The study comprised data from interviews using standardised questionnaires performed 4-5 (T1) and 14-15 (T2) months after the attack. Altogether 281 of 490 (57.3%) survivors answered questions on health service utilization at T2 and were included in this study. Users and non-users of mental health services were compared using Pearson Chi Square tests (categorical variables) and independent t-tests (continuous variables). Multivariate logistic regression analyses were conducted to examine the relationship between mental health service utilization at T2 and early (model 1) and concurrent (model 2) posttraumatic stress reactions, mental distress and somatic symptoms. Both models were adjusted for age, gender and predisaster utilization of mental health services.

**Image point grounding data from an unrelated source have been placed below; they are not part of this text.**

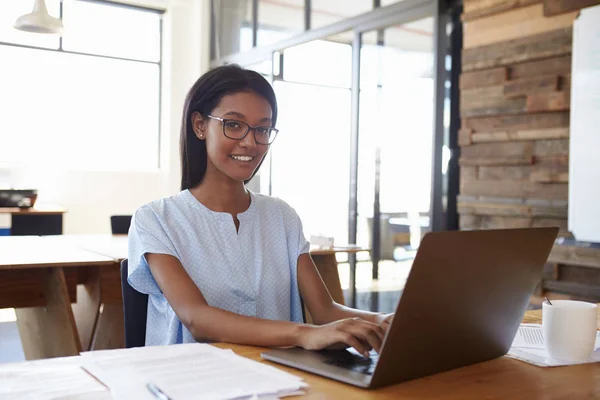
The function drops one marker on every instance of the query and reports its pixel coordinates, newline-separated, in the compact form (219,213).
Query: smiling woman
(221,263)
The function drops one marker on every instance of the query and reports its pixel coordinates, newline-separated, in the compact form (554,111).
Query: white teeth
(242,158)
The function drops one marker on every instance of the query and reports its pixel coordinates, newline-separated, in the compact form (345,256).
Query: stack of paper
(49,379)
(187,371)
(528,346)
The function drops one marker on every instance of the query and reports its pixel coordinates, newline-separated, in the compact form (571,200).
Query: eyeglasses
(237,130)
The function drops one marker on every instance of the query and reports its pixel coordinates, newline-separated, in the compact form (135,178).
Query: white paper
(49,380)
(529,336)
(528,346)
(185,371)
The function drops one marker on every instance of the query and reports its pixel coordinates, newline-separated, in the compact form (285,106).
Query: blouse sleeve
(296,240)
(146,235)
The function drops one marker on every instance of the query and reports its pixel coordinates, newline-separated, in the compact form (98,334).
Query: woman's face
(234,159)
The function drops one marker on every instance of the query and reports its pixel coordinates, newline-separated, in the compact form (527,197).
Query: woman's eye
(232,125)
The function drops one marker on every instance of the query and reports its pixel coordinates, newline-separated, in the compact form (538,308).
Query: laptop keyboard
(353,361)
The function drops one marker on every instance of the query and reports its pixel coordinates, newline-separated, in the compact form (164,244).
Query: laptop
(462,304)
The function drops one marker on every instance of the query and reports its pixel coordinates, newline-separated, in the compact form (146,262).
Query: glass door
(395,144)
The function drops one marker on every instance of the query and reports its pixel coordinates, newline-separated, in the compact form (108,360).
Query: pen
(156,392)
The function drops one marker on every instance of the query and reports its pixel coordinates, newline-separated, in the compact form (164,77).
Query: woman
(223,264)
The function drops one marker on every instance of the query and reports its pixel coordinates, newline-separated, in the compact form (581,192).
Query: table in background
(35,221)
(501,378)
(327,265)
(84,270)
(40,279)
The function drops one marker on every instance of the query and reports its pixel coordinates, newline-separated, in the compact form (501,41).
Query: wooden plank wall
(514,136)
(514,104)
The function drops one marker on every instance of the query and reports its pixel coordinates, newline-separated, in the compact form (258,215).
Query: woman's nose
(249,140)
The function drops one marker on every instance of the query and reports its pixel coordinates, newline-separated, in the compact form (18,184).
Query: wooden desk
(89,267)
(40,279)
(38,220)
(502,378)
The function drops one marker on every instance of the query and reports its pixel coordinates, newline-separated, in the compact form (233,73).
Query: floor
(381,295)
(10,344)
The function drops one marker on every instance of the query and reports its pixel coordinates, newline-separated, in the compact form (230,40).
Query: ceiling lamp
(39,21)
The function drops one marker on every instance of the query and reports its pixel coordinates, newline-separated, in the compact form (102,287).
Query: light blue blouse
(251,272)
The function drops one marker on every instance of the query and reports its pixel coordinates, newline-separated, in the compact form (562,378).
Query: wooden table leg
(49,331)
(327,267)
(87,309)
(110,329)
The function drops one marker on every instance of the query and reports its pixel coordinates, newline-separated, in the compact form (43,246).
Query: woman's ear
(199,125)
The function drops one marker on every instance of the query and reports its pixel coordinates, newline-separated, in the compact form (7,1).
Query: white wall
(92,196)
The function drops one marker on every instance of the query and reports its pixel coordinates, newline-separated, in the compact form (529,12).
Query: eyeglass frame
(250,128)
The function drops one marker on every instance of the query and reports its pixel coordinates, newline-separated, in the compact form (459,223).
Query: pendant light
(39,21)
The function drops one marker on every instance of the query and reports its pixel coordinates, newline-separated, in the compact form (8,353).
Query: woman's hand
(385,321)
(351,332)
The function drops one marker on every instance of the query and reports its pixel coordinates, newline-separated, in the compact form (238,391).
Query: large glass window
(325,12)
(73,110)
(395,136)
(278,20)
(310,158)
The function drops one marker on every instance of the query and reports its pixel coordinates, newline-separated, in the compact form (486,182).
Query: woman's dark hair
(204,97)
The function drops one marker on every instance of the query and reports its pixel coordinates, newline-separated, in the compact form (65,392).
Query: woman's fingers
(365,332)
(351,340)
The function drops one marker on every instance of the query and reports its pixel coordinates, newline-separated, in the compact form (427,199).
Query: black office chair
(119,224)
(135,311)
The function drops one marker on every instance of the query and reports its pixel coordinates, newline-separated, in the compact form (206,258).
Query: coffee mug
(569,329)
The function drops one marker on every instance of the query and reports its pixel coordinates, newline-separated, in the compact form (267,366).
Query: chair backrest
(135,311)
(119,224)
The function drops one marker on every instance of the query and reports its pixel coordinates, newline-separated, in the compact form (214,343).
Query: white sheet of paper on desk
(45,381)
(528,346)
(184,371)
(529,336)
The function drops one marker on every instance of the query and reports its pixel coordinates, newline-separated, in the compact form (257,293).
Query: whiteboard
(584,152)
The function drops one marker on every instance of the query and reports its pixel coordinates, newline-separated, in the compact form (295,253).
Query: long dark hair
(204,97)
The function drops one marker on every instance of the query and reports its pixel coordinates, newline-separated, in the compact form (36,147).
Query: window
(90,103)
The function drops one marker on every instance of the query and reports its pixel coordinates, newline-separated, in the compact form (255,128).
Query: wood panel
(523,87)
(25,288)
(487,77)
(110,284)
(515,89)
(550,174)
(510,172)
(86,310)
(515,189)
(551,66)
(511,210)
(572,255)
(518,122)
(49,331)
(545,45)
(556,7)
(110,332)
(474,9)
(554,101)
(514,24)
(468,137)
(473,221)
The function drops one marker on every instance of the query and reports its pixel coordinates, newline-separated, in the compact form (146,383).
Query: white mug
(569,329)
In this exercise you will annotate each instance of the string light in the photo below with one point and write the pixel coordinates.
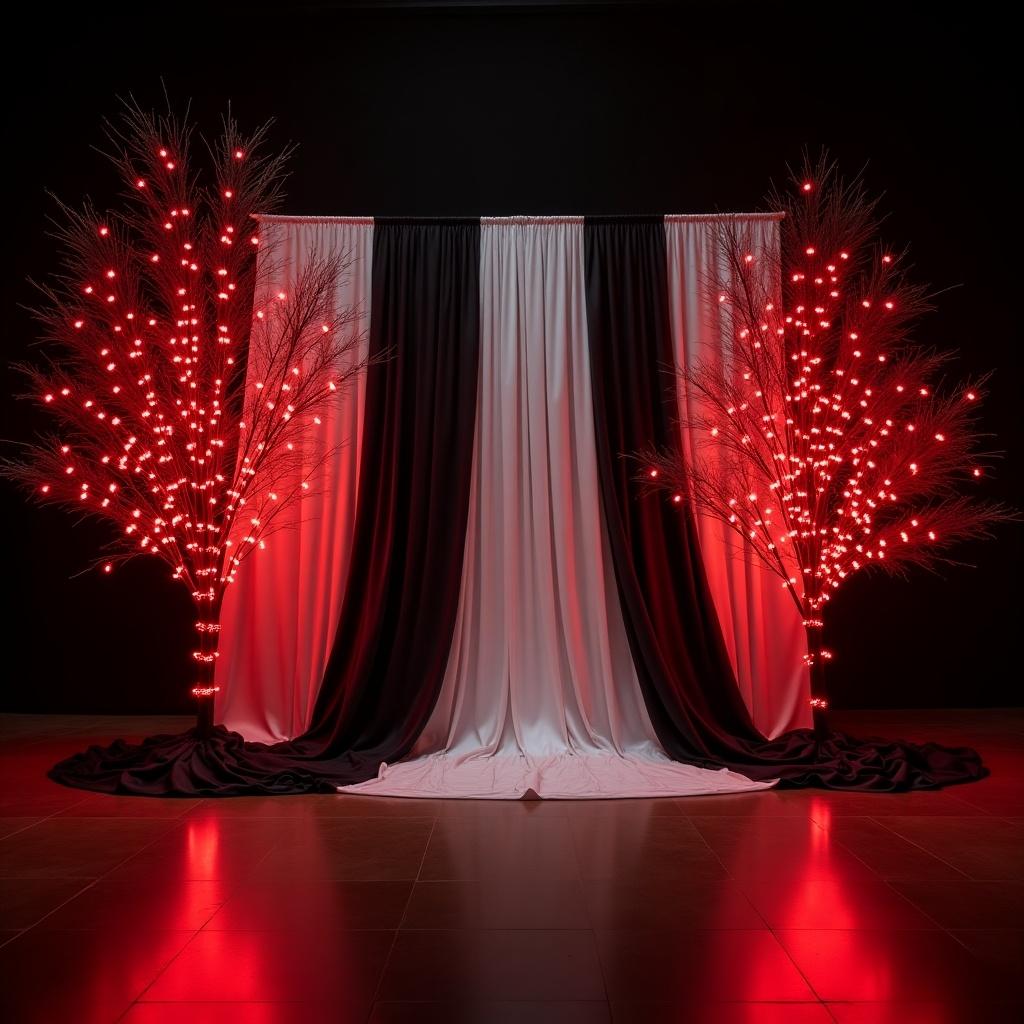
(817, 406)
(183, 473)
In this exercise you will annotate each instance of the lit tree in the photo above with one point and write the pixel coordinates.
(147, 333)
(825, 436)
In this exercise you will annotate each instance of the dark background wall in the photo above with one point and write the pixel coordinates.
(492, 109)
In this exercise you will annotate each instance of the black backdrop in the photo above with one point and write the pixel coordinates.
(426, 109)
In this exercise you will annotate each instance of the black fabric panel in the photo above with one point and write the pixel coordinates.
(395, 629)
(397, 617)
(684, 671)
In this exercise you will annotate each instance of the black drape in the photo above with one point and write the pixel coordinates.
(684, 671)
(398, 615)
(401, 595)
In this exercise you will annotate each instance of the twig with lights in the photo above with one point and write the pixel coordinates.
(825, 437)
(184, 414)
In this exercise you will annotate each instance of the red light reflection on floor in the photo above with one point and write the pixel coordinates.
(203, 848)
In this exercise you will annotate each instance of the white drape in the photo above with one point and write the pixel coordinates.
(540, 693)
(279, 620)
(761, 625)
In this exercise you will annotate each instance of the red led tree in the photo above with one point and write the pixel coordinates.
(825, 437)
(150, 329)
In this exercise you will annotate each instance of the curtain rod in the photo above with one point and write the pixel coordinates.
(672, 218)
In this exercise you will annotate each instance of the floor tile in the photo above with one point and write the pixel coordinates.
(316, 806)
(968, 903)
(973, 1012)
(316, 906)
(824, 805)
(681, 1012)
(999, 948)
(679, 903)
(56, 977)
(64, 848)
(493, 965)
(102, 805)
(531, 904)
(654, 848)
(889, 855)
(205, 850)
(884, 966)
(275, 967)
(245, 1013)
(8, 826)
(369, 850)
(695, 967)
(492, 1013)
(778, 850)
(981, 848)
(511, 850)
(840, 902)
(763, 804)
(25, 901)
(138, 906)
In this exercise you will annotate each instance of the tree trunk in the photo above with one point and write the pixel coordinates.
(819, 694)
(205, 655)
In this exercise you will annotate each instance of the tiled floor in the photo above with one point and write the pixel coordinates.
(795, 907)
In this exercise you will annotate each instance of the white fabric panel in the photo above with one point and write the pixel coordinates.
(280, 617)
(762, 627)
(541, 694)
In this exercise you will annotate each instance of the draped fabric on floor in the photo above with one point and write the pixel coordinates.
(761, 626)
(402, 584)
(273, 652)
(504, 609)
(678, 650)
(540, 694)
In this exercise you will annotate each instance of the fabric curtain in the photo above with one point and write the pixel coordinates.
(279, 620)
(392, 643)
(497, 612)
(540, 694)
(680, 656)
(761, 626)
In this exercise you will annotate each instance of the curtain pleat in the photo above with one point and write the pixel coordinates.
(273, 651)
(681, 660)
(761, 626)
(396, 623)
(394, 632)
(540, 693)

Altogether 267 (95.0%) of 281 survivors reported contact with health services at T2, including 254 (90.4%) with ≥1 types of primary care services; and 192 (68.3%) with mental health services. In bivariate analyses, mental health service utilization was associated with female gender, injuries, PTSD, mental distress, somatic symptoms, and sleep problems. After multivariate adjustments for early symptom levels (model 1), only mental distress remained significantly associated with mental health service utilization at T2 (OR 2.8, 95% CI 1.2-6.8). In the analysis adjusting for concurrent symptom levels (model 2), only somatic symptoms were associated with mental health service utilization (OR 4.4, 95% CI 1.8-10.8).
The high utilization of both primary and secondary health services among young survivors 5-15 months after the attack underscores the importance of allocating resources to meet the increased demand for services over a longer time period. The results further highlight the need to address somatic symptoms in disaster survivors who receive mental health services.
为了在恐怖袭击后有效组织卫生服务,深入了解幸存者对卫生服务的利用情况至关重要。2011年挪威于特岛大规模枪击事件后,启动了一项积极的外展计划,以防止出现未得到满足的帮助需求。所有幸存者在最初五个月内都接受了卫生服务,但仍有一小部分重要人群未得到积极随访。本研究评估了袭击发生5至15个月后幸存者中卫生服务利用的患病率以及与心理健康服务利用相关的因素。
该研究包括袭击发生后4至5个月(T1)和14至15个月(T2)使用标准化问卷进行访谈的数据。490名幸存者中有281名(57.3%)在T2时回答了关于卫生服务利用的问题,并被纳入本研究。使用Pearson卡方检验(分类变量)和独立t检验(连续变量)对心理健康服务的使用者和非使用者进行比较。进行多变量逻辑回归分析,以检验T2时心理健康服务利用与早期(模型1)和同期(模型2)创伤后应激反应、精神痛苦和躯体症状之间的关系。两个模型均针对年龄、性别和灾难前心理健康服务的利用情况进行了调整。
281名幸存者中有267名(95.0%)报告在T2时与卫生服务有接触,其中254名(90.4%)使用了≥1种初级保健服务;192名(68.3%)使用了心理健康服务。在双变量分析中,心理健康服务利用与女性性别、受伤、创伤后应激障碍、精神痛苦、躯体症状和睡眠问题有关。在对早期症状水平进行多变量调整后(模型1),只有精神痛苦仍与T2时的心理健康服务利用显著相关(比值比2.8,95%置信区间1.2 - 6.8)。在对同期症状水平进行调整的分析中(模型2),只有躯体症状与心理健康服务利用有关(比值比4.4,95%置信区间1.8 - 10.8)。
袭击发生5至15个月后,年轻幸存者对初级和二级卫生服务的高利用率凸显了在较长时期内分配资源以满足服务需求增加的重要性。结果进一步强调了在接受心理健康服务的灾难幸存者中解决躯体症状的必要性。